Sunday, February 26, 2012

How to Toddler Proof Your House

I have been considering this a lot recently as my person and possessions are rapidly being destroyed by little people. 
This might not apply to all parents of toddlers, I myself have witnessed toddlers whose parents are able to keep ornaments on lower shelves and similar wonders. I go to their homes and they say 'oh, this room is fairly childproof' and I look around and think - you have a different species of child. 
This is for those of us with spirited toddlers. (Read destructive.)

Step One: 

Lets start with the biggies.
Pack away all ornaments you have spent the last 20 years collecting. These will be smashed. 
Remove all mops, brooms and curtain rods from the house. These will be used to swing around until they come in contact with a window, a person or some ornament you thought to be well out of reach. 
Remove all curtains and blinds. Curtains will be used to swing on and climb up while blinds will be pulled upon. The cords on blinds really are a life-hazard.
Remove all bookshelves. These make great ladders. Even if screwed to a wall the books will end up as a pile on the floor, the shelves will be climbed and the books hurled. 
Remove all beds. These are merely climbing devices, used to jump down on unwary people. 
Remove all doorknobs on kitchen cupboards. These will be used to climb up to get the things you thought were safe. Like the specially sharpened Global knives. You will come across said toddler later with the sharpest knife stuck down the back of his nappy for easy access. 
Remove all chairs, laundry baskets and storage boxes. These will be dragged around and made into a tower to get to all the places where you have stored precious and/or dangerous object. 
Remove all dog and cat bowls. Water and food will be blended and then up-ended. 
Don't even think about owning a tool kit. No matter where you put it, the contents will be found and said toddler will be found lunging at someone with a screwdriver or carefully scraping all the paint of the walls with it. 
Remove all sunscreens, lotions, potions and soaps with spray functions. These will be used to 'decorate' the walls. 
Laptops will be ruined. Just accept it. At present mine is missing 3 keys, has a crack in the mousepad and a dent in the case. The kind people at Apple fixed the screen for me after it was jumped on the last time. It is not yet 18 months old. 
Don't even think about PCs. 
I would go on.
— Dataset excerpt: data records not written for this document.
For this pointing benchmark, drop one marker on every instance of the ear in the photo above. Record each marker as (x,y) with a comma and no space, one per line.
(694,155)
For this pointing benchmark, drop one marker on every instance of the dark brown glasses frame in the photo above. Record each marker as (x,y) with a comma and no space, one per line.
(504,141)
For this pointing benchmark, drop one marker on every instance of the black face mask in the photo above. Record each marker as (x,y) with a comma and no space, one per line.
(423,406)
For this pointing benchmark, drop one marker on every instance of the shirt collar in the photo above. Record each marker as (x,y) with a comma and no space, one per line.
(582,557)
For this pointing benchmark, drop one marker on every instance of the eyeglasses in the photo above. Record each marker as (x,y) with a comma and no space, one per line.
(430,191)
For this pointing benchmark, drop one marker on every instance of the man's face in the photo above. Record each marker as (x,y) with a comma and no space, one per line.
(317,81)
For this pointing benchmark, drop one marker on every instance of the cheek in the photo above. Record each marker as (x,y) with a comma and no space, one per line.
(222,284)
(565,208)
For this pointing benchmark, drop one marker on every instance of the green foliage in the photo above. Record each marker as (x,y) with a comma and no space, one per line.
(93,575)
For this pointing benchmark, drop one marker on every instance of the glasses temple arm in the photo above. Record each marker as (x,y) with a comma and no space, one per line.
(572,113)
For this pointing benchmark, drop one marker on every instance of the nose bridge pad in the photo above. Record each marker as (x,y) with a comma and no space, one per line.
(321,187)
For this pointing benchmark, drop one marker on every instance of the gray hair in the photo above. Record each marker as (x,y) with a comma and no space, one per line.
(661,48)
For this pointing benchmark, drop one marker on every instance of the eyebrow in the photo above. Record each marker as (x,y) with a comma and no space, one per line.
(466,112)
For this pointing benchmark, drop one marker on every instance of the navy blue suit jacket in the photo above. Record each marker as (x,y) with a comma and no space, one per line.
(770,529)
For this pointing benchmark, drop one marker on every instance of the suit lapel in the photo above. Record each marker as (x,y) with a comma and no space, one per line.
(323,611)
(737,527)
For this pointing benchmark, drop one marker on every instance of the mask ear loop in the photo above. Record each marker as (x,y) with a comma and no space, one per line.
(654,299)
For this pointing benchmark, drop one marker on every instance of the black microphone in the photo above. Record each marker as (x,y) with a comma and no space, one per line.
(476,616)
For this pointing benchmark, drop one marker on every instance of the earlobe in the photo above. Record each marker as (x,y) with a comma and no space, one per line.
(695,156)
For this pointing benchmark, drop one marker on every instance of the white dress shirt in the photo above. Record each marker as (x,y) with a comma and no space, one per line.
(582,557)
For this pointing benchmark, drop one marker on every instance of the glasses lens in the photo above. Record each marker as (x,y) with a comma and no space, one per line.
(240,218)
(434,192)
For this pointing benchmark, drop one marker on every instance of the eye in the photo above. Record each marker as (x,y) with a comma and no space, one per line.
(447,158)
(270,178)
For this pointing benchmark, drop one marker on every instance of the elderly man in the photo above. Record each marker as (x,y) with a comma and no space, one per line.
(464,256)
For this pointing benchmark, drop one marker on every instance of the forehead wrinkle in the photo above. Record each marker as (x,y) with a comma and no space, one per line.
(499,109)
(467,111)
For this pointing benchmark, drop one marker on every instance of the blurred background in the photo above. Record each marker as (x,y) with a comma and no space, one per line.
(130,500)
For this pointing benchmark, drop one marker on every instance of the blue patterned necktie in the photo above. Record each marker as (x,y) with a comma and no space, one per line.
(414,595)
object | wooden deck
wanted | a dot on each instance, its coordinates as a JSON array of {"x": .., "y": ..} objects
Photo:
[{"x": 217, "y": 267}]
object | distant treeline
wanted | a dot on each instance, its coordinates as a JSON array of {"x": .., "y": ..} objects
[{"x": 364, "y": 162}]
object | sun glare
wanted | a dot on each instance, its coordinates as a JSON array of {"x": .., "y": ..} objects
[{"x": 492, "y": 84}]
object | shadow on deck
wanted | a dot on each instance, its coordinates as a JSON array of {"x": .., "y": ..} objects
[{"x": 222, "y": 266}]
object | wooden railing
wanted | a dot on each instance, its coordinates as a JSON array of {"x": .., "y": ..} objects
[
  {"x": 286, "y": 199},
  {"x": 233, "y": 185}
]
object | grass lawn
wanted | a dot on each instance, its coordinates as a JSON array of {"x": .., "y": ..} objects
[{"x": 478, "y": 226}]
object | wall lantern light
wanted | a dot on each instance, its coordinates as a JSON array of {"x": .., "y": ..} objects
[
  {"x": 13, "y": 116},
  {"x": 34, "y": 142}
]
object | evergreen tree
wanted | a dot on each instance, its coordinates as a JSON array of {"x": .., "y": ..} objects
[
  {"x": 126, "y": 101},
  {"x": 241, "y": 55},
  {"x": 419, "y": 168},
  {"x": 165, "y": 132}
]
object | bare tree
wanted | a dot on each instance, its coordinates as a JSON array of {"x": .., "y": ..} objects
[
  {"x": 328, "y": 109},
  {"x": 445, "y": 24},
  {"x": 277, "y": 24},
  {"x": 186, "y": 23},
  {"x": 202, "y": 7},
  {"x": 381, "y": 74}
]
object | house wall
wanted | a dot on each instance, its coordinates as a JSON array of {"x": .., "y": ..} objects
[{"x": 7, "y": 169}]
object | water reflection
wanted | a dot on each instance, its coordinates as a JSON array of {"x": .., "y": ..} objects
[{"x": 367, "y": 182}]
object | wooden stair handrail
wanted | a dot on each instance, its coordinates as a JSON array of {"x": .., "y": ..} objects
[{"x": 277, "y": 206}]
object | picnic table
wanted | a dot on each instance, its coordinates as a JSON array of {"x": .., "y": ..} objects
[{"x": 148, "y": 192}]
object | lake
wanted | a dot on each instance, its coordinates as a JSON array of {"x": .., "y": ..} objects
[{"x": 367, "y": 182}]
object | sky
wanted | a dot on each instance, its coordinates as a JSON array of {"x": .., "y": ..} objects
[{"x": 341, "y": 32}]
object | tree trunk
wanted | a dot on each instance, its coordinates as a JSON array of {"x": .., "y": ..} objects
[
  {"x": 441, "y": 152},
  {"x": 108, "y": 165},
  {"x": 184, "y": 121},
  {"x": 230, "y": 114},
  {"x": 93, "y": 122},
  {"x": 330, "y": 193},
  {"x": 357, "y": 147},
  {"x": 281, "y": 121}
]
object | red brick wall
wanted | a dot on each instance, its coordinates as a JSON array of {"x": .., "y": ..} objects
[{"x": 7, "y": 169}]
But basically, I think I'm saying that what you want to do is to find a nice cave and carefully pad the walls. Sleep on mats. Eat raw, un-cut food and wash in a stream.

Spirited (read destructive) toddlers and the 21st century do not mix. 

*Oddly, as yet my Poppet, despite reaching toddlerhood, shows no destructive tendencies. She is too busy collecting shoes. If I have another child and it is a boy I am dressing it in pink and lace and it will only be allowed to play with dolls and teddies. 

*O - did I forget to mention coffee machines? Let's just say our coffee grinder, as of this morning, is 'somehow' full of dishwashing liquid.